Chronique

Michael Bisio & Kirk Knuffke

For You I Don’t Want To Go

Michael Bisio (b), Kirk Knuffke (cnt)

Label / Distribution : NoBusiness Records

Une palissade et un jardin. Un endroit familier, on s’en doute, un endroit simple où il fait bon jouer. Voici le décor que nous proposent le contrebassiste Michael Bisio et le cornettiste Kirk Knuffke pour leur duo paru sur le label lituanien No Business. Un instant libre, sans cadre, unique comme la pièce qui donne son titre au disque, « For You I Don’t Wanna Go ». Un moment de complicité qui doit être mis en perspective avec Gravity Without Airs, leur dernier disque en trio avec Matthew Shipp. Longue discussion entre les deux amis, elle permet surtout de retrouver des formes de jeu qui caractérisent tant Bisio que Knuffke. Le contrebassiste notamment, dont le jeu en pizzicati est à la fois véloce et sans virtuosité excessive. On le sait, dans la plupart de ses interventions, Bisio est un apôtre de la simplicité. Lorsqu’il s’échappe avec son instrument, c’est pour créer des rythmiques, des courses sur les cordes qui ne sacrifient jamais la musicalité.

Le jeu de Knuffke, lui, est très ample. Il joue avec son compagnon d’une manière très étendue, notamment lorsque celui-ci a recours à l’archet. On l’a compris dans son interview : le rapport à son cornet est avant tout un rapport au chant ; justement lorsque Bisio est à l’archet, il y a comme une scansion différente, quelque chose qui tient de la romance. On avait noté dans le trio une approche très gracieuse de l’improvisation. Elle se confirme ici. Au-delà de l’écoute et de la complicité évidente, on perçoit chez les musiciens une volonté de douceur, une approche très caressante. Ainsi, lorsque Bisio revient au pizzicato, dans un ostinato léger comme l’air, c’est Knuffke qui change de registre et mène la petite mécanique subtile de la discussion.
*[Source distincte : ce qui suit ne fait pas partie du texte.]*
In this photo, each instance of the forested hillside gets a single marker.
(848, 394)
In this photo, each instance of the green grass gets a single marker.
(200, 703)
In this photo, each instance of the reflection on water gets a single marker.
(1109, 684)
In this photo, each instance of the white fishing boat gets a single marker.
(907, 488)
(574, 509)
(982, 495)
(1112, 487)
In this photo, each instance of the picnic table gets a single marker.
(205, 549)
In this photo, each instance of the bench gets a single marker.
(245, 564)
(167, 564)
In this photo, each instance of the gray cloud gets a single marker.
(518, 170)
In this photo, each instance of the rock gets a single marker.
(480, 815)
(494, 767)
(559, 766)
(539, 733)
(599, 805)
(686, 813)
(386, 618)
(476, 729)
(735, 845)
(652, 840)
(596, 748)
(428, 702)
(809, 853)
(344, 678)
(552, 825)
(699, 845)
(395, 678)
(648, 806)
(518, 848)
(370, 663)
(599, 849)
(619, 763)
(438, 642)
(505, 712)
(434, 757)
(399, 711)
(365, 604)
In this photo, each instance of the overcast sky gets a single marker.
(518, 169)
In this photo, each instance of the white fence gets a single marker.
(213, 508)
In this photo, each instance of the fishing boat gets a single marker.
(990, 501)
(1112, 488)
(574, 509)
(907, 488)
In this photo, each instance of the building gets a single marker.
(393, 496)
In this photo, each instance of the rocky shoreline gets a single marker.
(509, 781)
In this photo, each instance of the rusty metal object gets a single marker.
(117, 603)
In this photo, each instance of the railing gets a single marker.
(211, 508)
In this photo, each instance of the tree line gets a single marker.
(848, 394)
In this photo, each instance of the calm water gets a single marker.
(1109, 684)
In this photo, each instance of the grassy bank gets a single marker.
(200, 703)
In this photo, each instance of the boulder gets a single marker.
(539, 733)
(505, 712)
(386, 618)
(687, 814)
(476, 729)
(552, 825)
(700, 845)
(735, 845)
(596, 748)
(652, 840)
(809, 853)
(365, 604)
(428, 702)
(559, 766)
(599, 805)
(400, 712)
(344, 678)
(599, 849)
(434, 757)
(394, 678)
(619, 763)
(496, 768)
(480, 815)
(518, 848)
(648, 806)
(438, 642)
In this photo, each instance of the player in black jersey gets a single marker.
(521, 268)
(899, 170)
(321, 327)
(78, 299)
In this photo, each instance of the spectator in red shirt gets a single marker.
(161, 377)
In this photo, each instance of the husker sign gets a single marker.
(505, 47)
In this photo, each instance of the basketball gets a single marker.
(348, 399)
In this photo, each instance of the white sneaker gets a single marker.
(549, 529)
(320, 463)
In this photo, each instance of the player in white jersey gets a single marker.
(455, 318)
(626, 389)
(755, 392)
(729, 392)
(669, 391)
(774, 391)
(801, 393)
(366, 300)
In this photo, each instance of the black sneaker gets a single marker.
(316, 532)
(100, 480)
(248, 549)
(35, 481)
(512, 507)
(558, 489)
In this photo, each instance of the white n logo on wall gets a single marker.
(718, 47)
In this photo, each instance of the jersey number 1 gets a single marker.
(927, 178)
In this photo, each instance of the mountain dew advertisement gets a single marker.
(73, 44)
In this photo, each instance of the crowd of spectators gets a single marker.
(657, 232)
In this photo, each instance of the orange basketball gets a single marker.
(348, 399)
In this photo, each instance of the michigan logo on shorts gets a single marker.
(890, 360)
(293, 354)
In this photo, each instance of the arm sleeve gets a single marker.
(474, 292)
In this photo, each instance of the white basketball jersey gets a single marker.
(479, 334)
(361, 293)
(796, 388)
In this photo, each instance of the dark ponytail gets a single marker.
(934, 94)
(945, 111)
Sans jamais chercher à déstabiliser l’autre.

Ce n’est pas le premier duo de Kirk Knuffke et Michael Bisio. Il y a quelques années, on avait eu le plaisir d’entendre Row For William O. chez Relative Pitch (2016), qui avait quelque chose de plus tendu, de plus démonstratif. Ici, c’est avec décontraction et sympathie immédiate que nous pénétrons dans ce qui lie les deux artistes. Une belle histoire écrite par des musiciens qui comptent.